Three days in Chicago before move in day with my zealous Mormon mother and without a cigarette, jealously watching others light up and desperately trying to breath in their secondhand smoke, was a feat that deserved three cigarettes in a row--cigarettes I was convinced I’d be smoking on my own for at least the next month and a half before I found new friends in this city. But I couldn’t have been more wrong; vices always come with friends. By the end of my first pack—about two days into student residency life—I’d already met a grip of fiends. Ask any chain smoking transfer student at Van Buren how they’ve met any of their new friends or how they find out about parties, and you’ll get the same response every time: “All you have to do is sit outside and smoke.” It’s a black mark, unacceptable and dirty, that ties us addicts together.

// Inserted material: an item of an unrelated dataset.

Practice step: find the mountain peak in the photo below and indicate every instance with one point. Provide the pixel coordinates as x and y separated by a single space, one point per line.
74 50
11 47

I’d be lying, however, if I said it was (aside from the cancer/emphysema/heart disease/tooth decay/snoring/yellow teeth and fingers/lethargy/ashtray kisses) all wonderful. Chicago has presented my habit with previously unheard of consequences. The homeless, the wanderers, the men who creep down the streets with a humble appearance and an intimidating attitude--they are entitled to one of your ten-dollars-a-pack cigarettes, whether you think so or not, and they won’t hesitate to let you know. Most of the bums have no qualms with blocking smokers’ paths, staring them down, demanding a cigarette, and yelling insults or threatening them when they refuse to give a handout. It’s just like a child’s tale of bullies’ unreasonable demands for lunch money, sort of comical. Just recently, I had to stifle laughter after a man outside my building responded to my head shake with, “Nah. I didn’t think so. I didn’t think you would. You look too stupid!” and hobbled off with his dusty quilt draped across his back.
Still, demanding hobos are no match for my sick infatuation. It’s about ten-thirty and time to run into my fiend friends. I have to work on my subconscious desire to be on the next big Truth ad, right up there with the robotic cowboy.